Oggi volevo parlarvi di tutt'altro, ma nei miei consueti giri internettiani mattutini, mi sono imbattuto nella seguente notizia: "promessa onorata, si traveste al funerale". Oltremodo bizarro: clicco sul link.
E trovo la seguente spiegazione:

Quando si dice onorare una promessa. Due amici, due soldati, in partenza per l'Afghanistan, stipulano un accordo verbale: se uno dei due fosse morto l'altro sarebbe andato al suo funerale, a Dundee in Scozia, indossando un vestitino da donna. Barry Delaney si è visto costretto a rispettare il patto e si è recato in lacrime alle esequie dell'amico Kevin Elliott, 24 anni, ucciso a fine agosto in un attacco nella provincia di Helmand. Vestito attillato giallo fosforescente, scaldamuscoli rosa e scarponi neri forse non sono l'abbigliamento più adatto per dare l'ultimo saluto ad un amico, ma la famiglia del soldato era informata del patto e della ferma intenzione di Barry di rispettarlo.

Qui ci sono le foto.

L'ho trovato grandioso. Nelle foto si vede questo ragazzone che piange disperato insieme ad altri ragazzi, parenti o commilitoni di Kevin, salvo che questo ragazzone è vestito da drag queen.
Anche al di là della poeticità dell'immagine, e del suo spessore narrativo che batte qualsiasi discorso prestampato, emerge un discorso di rispetto nei confronti del defunto, e pone seriamente la domanda: qual è il modo migliore per onorare la memoria di una persona che non c'è più?

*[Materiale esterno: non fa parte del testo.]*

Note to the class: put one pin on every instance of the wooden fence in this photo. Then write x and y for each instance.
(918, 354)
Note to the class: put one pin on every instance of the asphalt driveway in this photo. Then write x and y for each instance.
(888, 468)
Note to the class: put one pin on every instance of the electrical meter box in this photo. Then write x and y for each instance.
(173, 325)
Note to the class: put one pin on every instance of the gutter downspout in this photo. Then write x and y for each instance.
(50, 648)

La mia risposta è quella di Barry Delaney. Usando la satira. Che non vuol dire provocare a tutti i costi: vuol dire onorare il defunto esocrizzando la paura della morte. "Sono con te fino alla fine, se necessario contro le persone, se necessario contro la morte stessa": è questo il messaggio che gesti come questo portano con sé.

A proposito di satira sulla morte, un aneddoto personale.
Qualche anno fa, lessi la notizia di un operaio vicino Bari che stava lavorando a un tubo del gas, e a seguito di un incidente, morì carbonizzato. Rimasi di sale. Non ci potevo, non ci volevo credere. Caso voleva che quella sera dovessi andare in scena. Inserii nel mio monologo la seguente battuta:
"Bari: operaio morto per un'esplosione da gas. Le prime indagini svelano che forse era un lavoratore a nero: ma anche se non lo era, lo è diventato".
Questo fu il mio omaggio a quell'operaio (1. far conoscere il fatto; 2. suggerire che lavoro nero = meno sicurezza; 3. fare tutto questo facendo ridere, anche se di una risata amara). La battuta è terribile, ma il pubblico ne colse la profonda pietas umana, e la apprezzò.

E' importante emanciparci, come Barry Delaney, dalla cultura della paura, dell'intoccabile, della convenzione elevata a superstizione. Osiamo di più. Siamo adulti ormai.

(un precedente ilustre al gesto di Barry Delaney è quello di John Cleese, alla commemorazione di Grahm Chapman. Chi sono questi due? E' una storia che vi racconterò presto.)